[Python-ideas] several different needs [Explicit variable capture list]

Tue Jan 26 23:39:03 EST 2016

On Jan 26, 2016, at 17:23, Jim J. Jewett <jimjjewett at gmail.com> wrote:
> 
>> On Tue, Jan 26, 2016 at 3:59 PM, Andrew Barnert <abarnert at yahoo.com> wrote:
>> On Jan 26, 2016, at 11:40, Jim J. Jewett <jimjjewett at gmail.com> wrote:
> 
>>> (1)  Auxiliary variables
> 
>>>   def f(x, _len=len): ...
> 
>>> This is often a micro-optimization;
> 
>> When _isn't_ it a micro-optimization?
> 
> It can improve readability, usually by providing a useful rename.

OK, but then how could FAT, or any optimizer, help with that?

>> I think if it isn't, it's a very different case, e.g.:
>> 
>>    def len(iterable, _len=len):
>>        if something(iterable): special_case()
>>        else: return _len(iterable)
> 
> I would (perhaps wrongly) still have assumed that was at least
> intended for optimization.

This is how you hook a global or builtin function with special behavior for a special case, when you can't use the normal protocol (e.g., because the special case is a C extension type so you can't monkeypatch it), or want to hook it at a smaller scope than builtin. That's usually nothing to do with optimization, but with adding functionality. But, either way, it's not something an optimizer can help with anyway.

>> Obviously non-optimization use cases can't be solved
>> by an optimizer. I think this is really more a special case
>> of your #4 ...
> 
> [#4 was current-value capture]
> 
> I almost never set out to capture a snapshot of the current
> environment's values.  I get around to that solution after being
> annoyed that something else didn't work, but it isn't the original
> intent.  (That might be one reason I sometimes have to stop and think
> about closures created in a loop.)
> 
> The "this shouldn't be in the signature" and "why is something being
> assigned to itself" problems won't go away even if current-value
> capture is resolved.  I suspect current-value capture would even
> become an attractive nuisance that led to obscure bugs when the value
> was captured too soon.

You may be right here. The fact that current-value capture is currently ugly means you only use it when you need to explicitly signal something unusual, or when you have no other choice. Making it nicer could make it an attractive nuisance.

>> But, like most micro-optimizations, you should use this
>> only when you really need it. Which means you probably
>> can't count on a general-purpose optimizer that may do it
>> for you, on some people's installations.
> 
> That still argues for not making any changes to the language; I think
> the equivalent of (faster access to unchanged globals or builtins) is
> a better portability bet than new language features.

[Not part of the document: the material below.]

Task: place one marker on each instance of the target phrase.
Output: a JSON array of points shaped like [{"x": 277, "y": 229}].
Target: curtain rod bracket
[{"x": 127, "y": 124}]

Sure. I already said I don't think anything but maybe (and probably not) the loop-capture problem actually needs to be solved, so you don't have to convince me. :) When you really need the micro-optimization, which is very rare, you will continue to spell it with the default-value trick. The rest of the time, you don't need any way to spell it at all (and maybe FAT will sometimes optimize things for you, but that's just gravy).

> Alternatively, it might be like const contagion, that ends
> up being applied too often and just adding visual noise.

Const contagion is a C++-specific problem. (Actually, two problems--mixing up lvalue-const and rvalue-const incorrectly, and having half the stdlib and half the popular third-party libraries out there not being const-correct because they're actually C libs--but they're both unique to C++.) Play with D or Swift for a while to see how it can work.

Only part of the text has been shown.